At a Nepal Overseas Entomologists members symposium at the Entomological Society of America (ESA) annual meeting in Nov. 2012, at the Convention Center in Knoxville, Tennessee, Bhishma Subedi of the Asia Network for Sustainable Agriculture and Bioresources (ANSAB) screened a 20-30 minute documentary film as part of a talk titled, “Cordyceps sinensis a natural viagara(sic) from the mountains of Nepal.” Even the other Nepali entomologists in attendance learned something new, as the caterpillar fungus is found only in remote Himalayan Mountain locales; and it is not common knowledge, even in Nepal.

Known in Nepal by its Tibetan name, yarsagumba, caterpillar fungus is well-hidden; blending like a camouflaged black joss stick into black soils and grasses on slightly north-facing (5-10 degrees) Himalayan slopes 3,200 to 4,500 meters (10,500 to 14,800 ft) high. Yarsagumba lands are several days trek from anyplace where people normally live, and the ground is covered in snow 6 months of the year. But this is where temporary high-mountain camps must be set up for hunting the difficult-to-find caterpillar fungus.

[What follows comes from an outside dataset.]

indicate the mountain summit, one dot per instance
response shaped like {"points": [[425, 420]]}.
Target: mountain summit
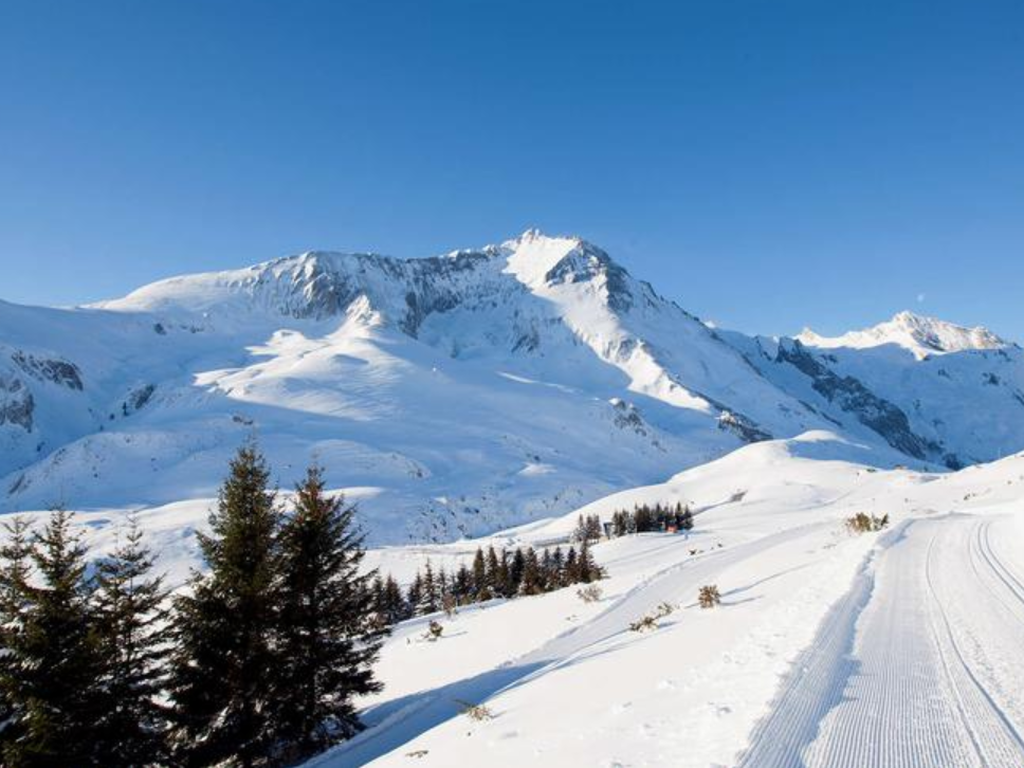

Searching for the camouflaged black and debris-covered yarsagumba means crawling on hands and knees or bending over among short grasses and melted snow. Men search for yarsagumba and other medicinal herbs in the vicinity, while women stay behind and maintain the base camps. A certain Buddhist purity is maintained in yarsagumba lands; there is no alcohol, no tobacco and no shouting, loud voices or arguing. People pray, and the first yarsagumba found is offered to the Gods.

The beauty of the mountains belie the harshness of the climate and the difficulty of the life in search of yarsagumba; it’s a tough way to earn money in these remote mountains where economic opportunities are few. Storms can come at any time, and it is easy to fall down a steep cliff when climbing in the snow. A fall near a cliff edge can mean loss of limbs and frequently death. There are no second chances, no safety nets to catch you up here. Medical treatment is do-it-yourself, by necessity. Conventional medicine and doctors are many days distant. Widows are commonplace at all ages; and many subsistence families in Nepal have lost husbands, fathers, brothers and sons during the search for yarsagumba and medicinal herbs that may help others prevail against brain strokes and other maladies.

It takes seven cleanings with a toothbrush to remove all the debris and black soil, and make the black yarsagumba look like a proper insect, namely a golden caterpillar. The going price from the middlemen is 80,000 rupees per kilo; with 3,500 to 4,000 pieces of clean golden caterpillars per kilo. It takes five people a month to find a kilo. People are doing well to come out of the season with 60,000 rupees, before the expenses of the trek and weeks or months of camp costs. Recently, the Nepal government imposed a 20,000 rupee per kilo tax or royalty on the trade.

After being steamed and packaged, most of the yarsagumba eventually is exported and finds its way to the Chinese market. The yarsagumba trade is estimated at 2 tons annually. But in Nepal, since the government-imposed 20,000 rupee/kilo royalty or tax went into effect, it was like the yarsagumba harvest had become illegal for Nepal’s subsistence mountain people. Royalties were paid on only 3 kilos in a recent year. Perhaps there is a free market and tax lesson in all this. Or perhaps it is just part of the great wheel of life.